This Senior Software Engineer position within AI Operations focuses on designing, building, and maintaining complex systems that enable alert ingestion, correlation, automation, and operational intelligence at scale. The role is hands-on and technical, with opportunities to influence platform architecture and contribute to AI-adjacent projects across operational environments.

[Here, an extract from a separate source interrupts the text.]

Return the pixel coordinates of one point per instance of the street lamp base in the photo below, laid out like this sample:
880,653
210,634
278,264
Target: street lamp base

Technologies include machine learning, data engineering, AI, and GENAI in supporting GST.
Responsibilities
* Work as a full-stack software engineer, coding, developing, and testing applications using Golang and Python across service, API, and automation layers.

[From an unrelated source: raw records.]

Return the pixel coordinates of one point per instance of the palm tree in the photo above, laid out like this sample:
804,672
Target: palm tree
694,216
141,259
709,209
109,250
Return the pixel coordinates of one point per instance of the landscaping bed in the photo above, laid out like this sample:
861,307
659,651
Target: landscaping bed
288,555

* Lead the development and implementation of the AI Operations platform, driving AI-enabled software solutions for alert ingestion, correlation, automation, and operational workflows.

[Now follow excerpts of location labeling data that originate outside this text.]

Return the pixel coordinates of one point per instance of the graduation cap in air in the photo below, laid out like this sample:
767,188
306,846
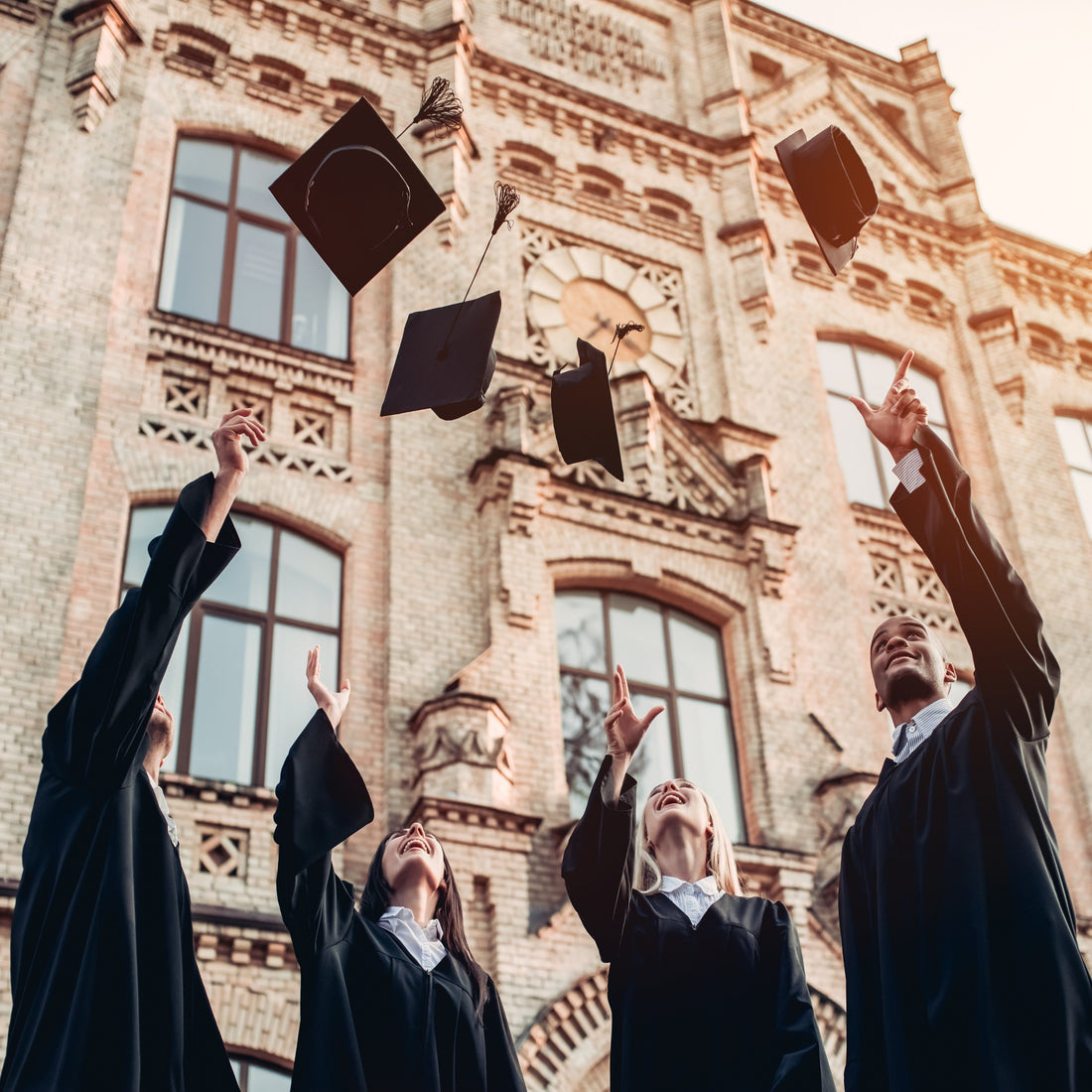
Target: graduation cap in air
356,195
446,359
833,189
582,410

* Design, build, and operate software and automated testing frameworks on AWS, including unit tests, integration tests, API tests, and environment-based validation.
* Document and maintain design specifications, configuration, deployment processes, and troubleshooting runbooks.
* Train, mentor, and oversee development team members through code reviews, design walkthroughs, and technical guidance.
* Identify and implement solutions for critical challenges involving software and hardware interfaces, performance bottlenecks, and reliability issues.
* Deliver full-stack software development using continuous improvement techniques and automation, identifying root causes and resolving issues within distributed systems.
* Develop strong cross-functional relationships with leaders, product owners, engineers, programmers, and QA to contribute to planning, delivery, and operational support.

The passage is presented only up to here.